Growing Up


Parents

Richard Thayer Chadwick
May, 1916 -- March, 2015

Ruth Margaret (McClellan) Chadwick
July, 1921 -- January, 2000

Devoted wife for over 55 years, my mother gave life to three children. In failing health, she made it to the millennium, but just barely.

My father taught us the joy of understanding and doing for ourselves and respect for the rights and property of others.


1944

1945

ca. 1947

ca. 1949

High school graduation, 1962


Boyhood home -- 1032 Ferris, Royal Oak, Michigan

(That blue spruce was three feet tall when we planted it!)

That house had a "milkchute" by the side door -- a little compartment about 18 inches square in the side wall with doors on the inside and outside. The milkman used to come in his delivery truck once or twice each week. He would pick up the empty glass milk bottles from the chute and place new bottles full of milk in their place. Then we could get the milk from the inside without having to go outside the house. How handy was that?

A milkchute was also good for slipping a little kid into the house to open the door from the inside in case you got locked out.

I liked the natural-flavored yoghurt that the milkman sold in wide-mouthed glass jars. I would run to meet the milkman so I could ask for yoghurt, then eat it straight from the jar with a spoon.

My father thought the milkman had a nice job. He thought he might like being a milkman instead of the electrical engineer that he was. Once my father took a week's vacation and travelled with the milkman on his route. He decided to stay in engineering, until in his 50's he decided not to be an engineer any more and became a country newspaper delivery man. Sort of like the milkman, except earlier in the morning. The milkman worked for a company called "Twin Pines". They sponsored a television show in Detroit with a host called "Milky the Clown". Whatever happened to the milkman?

I also remember when we had a coal furnace downstairs in that house -- a big round thing right in the middle of the cellar with forced-air ducts coming out of the top of it in all directions. The coal truck would back up the driveway and dump coal down a long wooden chute through one of the cellar windows into a "coalbin" in our "basement". (That's what we called the cellar.) Now that I think of it, one amazing thing is that there was not a special opening for the coal chute. It just got stuck through one of the ordinary little cellar windows. There was a special opening built into the house for milk, but not for coal.

Every so often on winter days my mother would have to go downstairs to the cellar, open the furnace door, and shovel coal into the fire to keep it going. Sometime in the early 1950s the coal-burning furnace was replaced by a natural-gas heater and a new forced-air ducting system.
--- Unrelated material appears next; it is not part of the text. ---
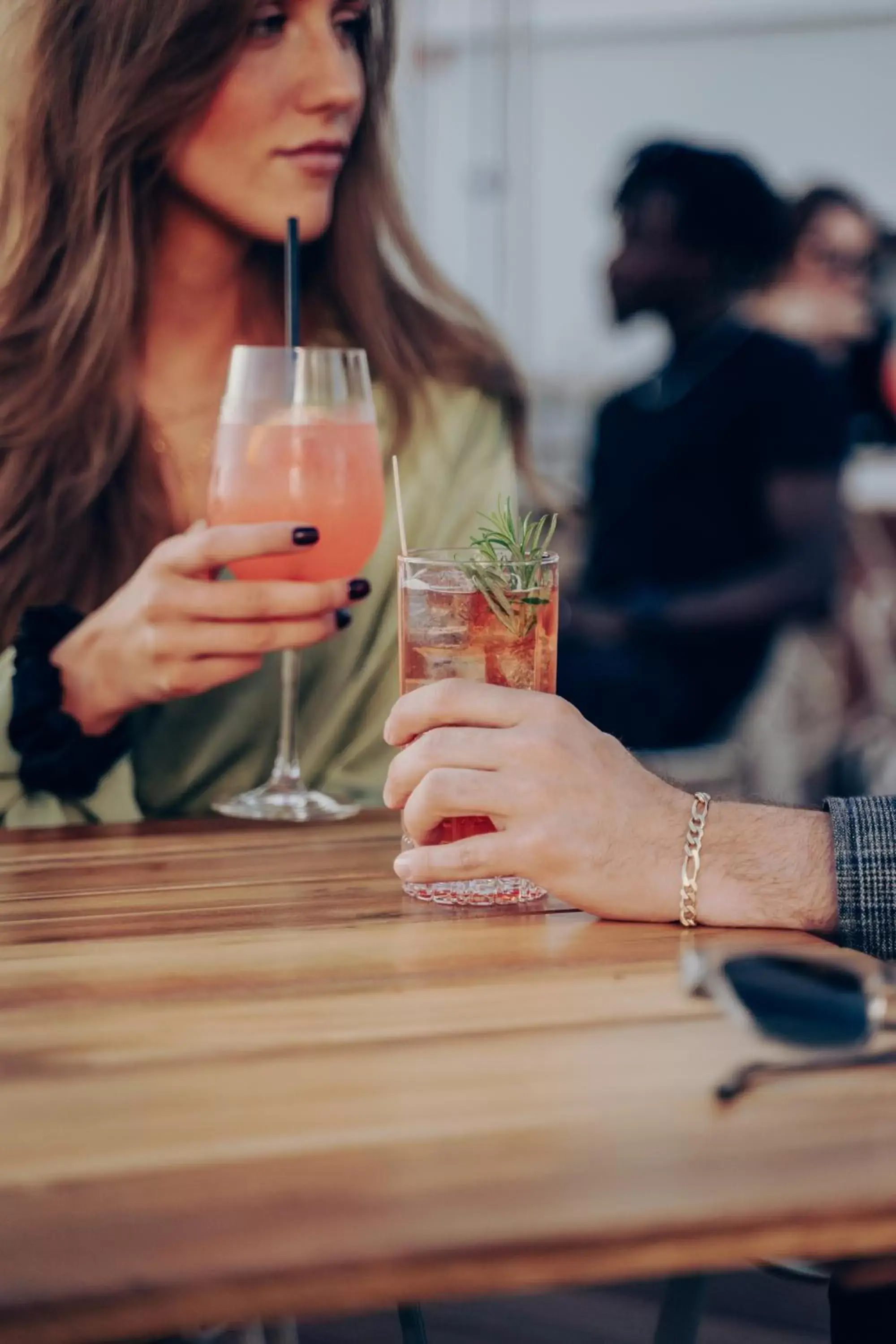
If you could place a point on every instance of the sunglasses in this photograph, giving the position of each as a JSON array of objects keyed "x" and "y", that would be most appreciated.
[{"x": 827, "y": 1012}]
Our telephone had an exchange with a name, not just a number. Our number was LIncoln 3-3645. It was dialed "L-I-3-3-6-4-5".

We got our first television in the early 50s. It had a black-and-white screen; there was no color TV then. The screen was small and round on the ends. A few years later it was replaced with a more modern Magnavox set with a larger rectangular screen, still black and white. One of the popular children's shows in the 1950s was the "Howdie Doodie Show". Howdie Doodie was a marionette, sort of a cowboy type. The show was hosted by "Buffalo Bob" Smith. There were other characters: an old guy, Mr. Bluster (also a marionette), an Indian Princess (Princess Summer-Fall-Winter-Spring), and Clarabel the Clown who was mute but had a little air horn on his belt that he honked in place of speech. This program was on TV in the late afternoon, and I think it was a cute show. For some reason I never did understand, my father hated the Howdie Doodie show. He forebade my younger brother Mark and me from watching it. My mother, however, was more lenient and would let us watch Howdie Doodie as long as my father wasn't home. One day my father came home from work early and caught my brother and me watching Howdie Doodie. He kicked over the Magnavox TV and broke its glass front. The picture tube was still OK, but after that we had this TV with no glass on the front where it was supposed to be. What was up with that?

Now in my 50s sometimes I think I'm a little neurotic and wonder why. Then I remember this stuff.

I also remember the "Ken Murray Show." It was a variety show, and one of the weekly features was a blonde lady* that came out dressed in a cowgirl outfit, six shooters and all. She would sing the same song every week: "I like the wide-open spaces." Then she would turn her back to the camera, and the outfit had no back on it. You could see her underwear. This was considered humor.